The ceremony at Houston Zen Center consists of offerings at the altar, chanting, bowing and offering incense. A card with “Billy Sothern” written on it stays on the altar for 49 days. A photo of him is also placed on the altar. The following offerings are made: light (candles), flowers, incense and tea. 


Those assembled bow together three times. Then the “Sho Sai Myo Kichijo Dharani” is chanted together, three times. The Sho Sai Myo is said to ward off troubles and misfortunes - we send this out to Billy to calm him and ease his confusion. It is sometimes called the “Dharani of Removing Hindrance”. 

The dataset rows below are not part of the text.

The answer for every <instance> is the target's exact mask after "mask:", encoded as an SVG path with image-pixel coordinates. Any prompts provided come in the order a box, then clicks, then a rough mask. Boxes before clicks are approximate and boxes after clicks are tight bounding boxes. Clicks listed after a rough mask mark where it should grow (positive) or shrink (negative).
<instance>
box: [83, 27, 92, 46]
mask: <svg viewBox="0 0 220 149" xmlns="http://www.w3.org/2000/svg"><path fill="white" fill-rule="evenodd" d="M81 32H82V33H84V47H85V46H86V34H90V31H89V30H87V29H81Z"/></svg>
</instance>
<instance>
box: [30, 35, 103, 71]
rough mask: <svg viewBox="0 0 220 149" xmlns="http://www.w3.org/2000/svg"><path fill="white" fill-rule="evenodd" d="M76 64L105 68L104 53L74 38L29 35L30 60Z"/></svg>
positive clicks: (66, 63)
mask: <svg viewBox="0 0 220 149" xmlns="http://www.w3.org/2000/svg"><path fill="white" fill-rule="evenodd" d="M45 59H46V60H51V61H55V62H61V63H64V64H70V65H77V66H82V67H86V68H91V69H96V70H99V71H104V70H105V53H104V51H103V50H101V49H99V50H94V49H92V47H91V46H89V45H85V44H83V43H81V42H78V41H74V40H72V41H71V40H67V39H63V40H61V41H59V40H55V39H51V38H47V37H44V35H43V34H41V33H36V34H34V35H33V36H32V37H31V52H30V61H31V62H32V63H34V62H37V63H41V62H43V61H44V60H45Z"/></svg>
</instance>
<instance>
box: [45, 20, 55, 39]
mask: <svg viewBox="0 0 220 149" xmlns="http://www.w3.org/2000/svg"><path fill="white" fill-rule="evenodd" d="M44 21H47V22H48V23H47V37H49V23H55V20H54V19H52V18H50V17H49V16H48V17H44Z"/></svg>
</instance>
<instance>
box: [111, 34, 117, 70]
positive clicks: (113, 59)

There isn’t a great translation of the Sho Sai Myo, since we read a Japanese or romaji transliteration of a Chinese transliteration of a Sankrit verse. The importance or power or meaning is thought to be in the recitation, not in the understanding. This is the verse:


No mo san man da 

moto nan oha ra chi 

koto sha sono nan 

to ji to en gya gya gya 

ki gya ki un nun shifu ra 

shifu ra hara shifu ra 

hara shifu ra chishu sa 

chishu sa chishu ri chishu ri 

soha ja soha ja sen chi 

gya shiri ei so mo ko


Then the merit of the service is dedicated to Billy. And finally everyone present bows again three times, together. 


Here is a recording from Zen Mountain Monastery in the Hudson Valley, NY, close to where Billy's house was when I saw him this summer.


The 49 days ceremony is almost universal within Buddhism. In Zen Buddhism, the ceremony utilizes the Sho Sai Myo Kichijo Dharani, but other sects may chant something else. Some Buddhists believe that the bardo period is where the body and soul get readied for the next realm - one of which could be the human realm and thus reincarnation. 


The name card we place on the altar is similar to a “spirit tablet” or an object inscripted with the name of the deceased. People are sometimes given a new name upon death, so that the deceased person won’t be confused or tempted to try to cling to this world when their name is invoked.  

We will be conducting this ceremony every thursday through November 17th, just after 7am central time (Mid City Zen will be conducting the ceremony every Thursday at 7pm central time).  We invite you to take a moment of contemplation and remembering Billy with us, and wishing him love and support in his journey.

May you be happy, may you be joyous and live in safety.